体術の秘密⑦

 体育館に行き先生に見ての通りなので着替えてきますと断りを入れ、更衣室に逆戻りする。

 更衣室で軽く確認したけれど、上は肌着まで完全にアウトだ。ブラも……ダメかな?

 下は下着までは濡れていなそうだったけど……。


 保健室で下着の替えを買った方が良いかも。

 教えてくれたなっちゃんに感謝だ。


 そうと決めたら私は制服を持って保健室へと走る。

 いくらまだ暖かいとはいえ、下着までびしょ濡れの状態でいつまでもいたら風をひきかねない。
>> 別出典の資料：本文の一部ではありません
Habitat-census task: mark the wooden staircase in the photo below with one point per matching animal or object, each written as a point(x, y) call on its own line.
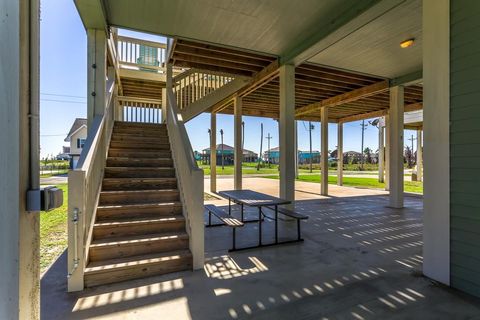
point(139, 229)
 息を切らせながら保健室に着くと、先生は不在ですと書かれた札が目に入る。


「ええー?」


 そんなぁ、と思いながらも保健室のドアを開けた。

 不在でも何でも早く着替えたい。

 下着を探すのは手間取るかも知れないけれど、後で言っておけば大丈夫なはずだよね。


 とにかく下着を何とかしないと。

 私は呼びの下着が置かれていそうな場所をごそごそと探し始めた。

 そうしているとカーテンのかかっているベッドの方から物音が聞こえてくる。


 寝てる邪魔をしちゃってたかな?


 私はもう少し静かに、それでいて早く探すようにした。

 なんとか見つけた下着を持って着替えるためにカーテンが閉められるベッドの方へと向かう。


 ベッドは三つ。

 そのうちカーテンが閉まっているのは二つだ。


 生徒数が多い学校なのに三つって少ないんじゃないかな?

 いや、具合が悪い子は寮に帰るのか。

 セルフで納得しながらカーテンを閉める。


 とにかくこれでやっと着替えられる。

 私はまず上の体操着を脱いでベッドのパイプのところにかけておくと、肌着を脱ごうと手をかけた。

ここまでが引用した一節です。